Web log anonymizer
I recently had need to anonymize the IP addresses in an Apache access log. It seemed like a simple task; however, there weren’t any really good code samples out there directly for it. It’s a pretty simple exercise; however, given there wasn’t anything readily available, I figured I’d post it here so others might make use of it. The only requirement it really had was to be able to process large logs rather fast and to maintain the same IP address mappings for multiple entries in the logs in order to preserve the actual traffic data as it relates to sessions. With a little more work, I’m sure it could select random IP addresses in the same geo as the original one whereas this will probably evenly distribute the IPs across the globe (skewed for actual ownership of the ranges).

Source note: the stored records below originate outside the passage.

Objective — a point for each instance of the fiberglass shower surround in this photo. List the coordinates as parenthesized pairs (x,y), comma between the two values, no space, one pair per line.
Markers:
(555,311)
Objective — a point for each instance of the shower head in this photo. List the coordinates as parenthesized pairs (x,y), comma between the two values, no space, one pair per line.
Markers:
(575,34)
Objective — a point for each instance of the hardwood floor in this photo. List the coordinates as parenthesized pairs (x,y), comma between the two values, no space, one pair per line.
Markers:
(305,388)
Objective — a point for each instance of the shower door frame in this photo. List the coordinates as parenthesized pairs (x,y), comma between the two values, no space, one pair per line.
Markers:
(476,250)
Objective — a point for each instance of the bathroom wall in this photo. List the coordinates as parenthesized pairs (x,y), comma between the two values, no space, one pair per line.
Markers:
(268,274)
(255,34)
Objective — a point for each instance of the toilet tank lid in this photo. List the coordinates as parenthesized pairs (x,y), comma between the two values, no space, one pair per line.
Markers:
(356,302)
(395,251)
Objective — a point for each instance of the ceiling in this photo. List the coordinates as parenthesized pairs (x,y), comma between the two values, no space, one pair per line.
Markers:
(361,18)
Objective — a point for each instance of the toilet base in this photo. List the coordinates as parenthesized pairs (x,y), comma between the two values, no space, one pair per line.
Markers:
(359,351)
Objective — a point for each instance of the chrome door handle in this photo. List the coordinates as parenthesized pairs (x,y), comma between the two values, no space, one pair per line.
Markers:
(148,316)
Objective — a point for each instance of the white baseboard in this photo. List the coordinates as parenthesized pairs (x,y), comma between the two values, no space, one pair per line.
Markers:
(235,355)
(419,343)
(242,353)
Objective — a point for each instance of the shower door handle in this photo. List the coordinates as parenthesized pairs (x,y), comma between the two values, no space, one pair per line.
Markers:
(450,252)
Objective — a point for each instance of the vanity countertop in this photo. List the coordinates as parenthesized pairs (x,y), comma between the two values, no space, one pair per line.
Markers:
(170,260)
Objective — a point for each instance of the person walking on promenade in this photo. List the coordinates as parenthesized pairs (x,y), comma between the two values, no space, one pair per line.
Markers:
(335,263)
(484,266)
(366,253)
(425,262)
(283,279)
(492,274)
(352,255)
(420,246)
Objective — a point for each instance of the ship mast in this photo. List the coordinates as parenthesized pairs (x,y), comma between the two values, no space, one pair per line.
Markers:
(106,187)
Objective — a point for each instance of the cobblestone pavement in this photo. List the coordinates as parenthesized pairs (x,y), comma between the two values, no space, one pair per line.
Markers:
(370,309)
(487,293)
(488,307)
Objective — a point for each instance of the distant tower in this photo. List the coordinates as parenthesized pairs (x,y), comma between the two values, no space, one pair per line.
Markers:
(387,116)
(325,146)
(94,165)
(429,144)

So here are the few lines of Perl that got the job done:
#!/usr/bin/perl
if ($#ARGV + 1 < 1) {
print "\n\tUsage:\n";
print "\t------\n\n";
print "\tperl log_anonymize.pl file1 [file2 [file3 [...]]]\n\n";
die "Please specify at least one file to use this script.\n\n";
}
my %forward = ();
my %reverse = ();
foreach (@ARGV) {
open(ORIG, $_)
or die "Failed to open input file for reading.";
open(ANON, "+>", $_.".anon")
or die "Failed to open destination file for writing.";
while (<ORIG>) {
if (/([0-9]+\.[0-9]+\.[0-9]+\.[0-9]+)/) {
if (!($forward->{$1})) {
$newIp = getNewIp();
while ($reverse->{$newIp}) {
$newIp = getNewIp();
}
print "New mapping created: $1 -> $newIp\n";
$forward->{$1} = $newIp;
$reverse->{$newIp} = $1;
}
$repl = $forward->{$1};
$_ =~ s/$1/$repl/;
}
print ANON $_;
}
close(ORIG);
close(ANON);
}
exit 0;
sub getNewIp {
return int(rand(256)) . "." . int(rand(256)) . "." . int(rand(256)) . "." . int(rand(256));
}
It is fairly straightforward. You invoke the Perl script with one or more arguments. Every argument should be a path to an access log. For each file, a new file of the same name and “.anon” appended gets created. Across all those files, the script maintains an internal hash of the IPs it has mapped to a new, random IP address and will re-use those mappings as they are encountered. It spits out a little message when the mappings occur so you could do some counts using ‘wc’ or something similar to see how many you had… or you could make it output a count at the end, it’s pretty simple to do either.
So that’s it, easy web log anonymizing via random IP address remapping.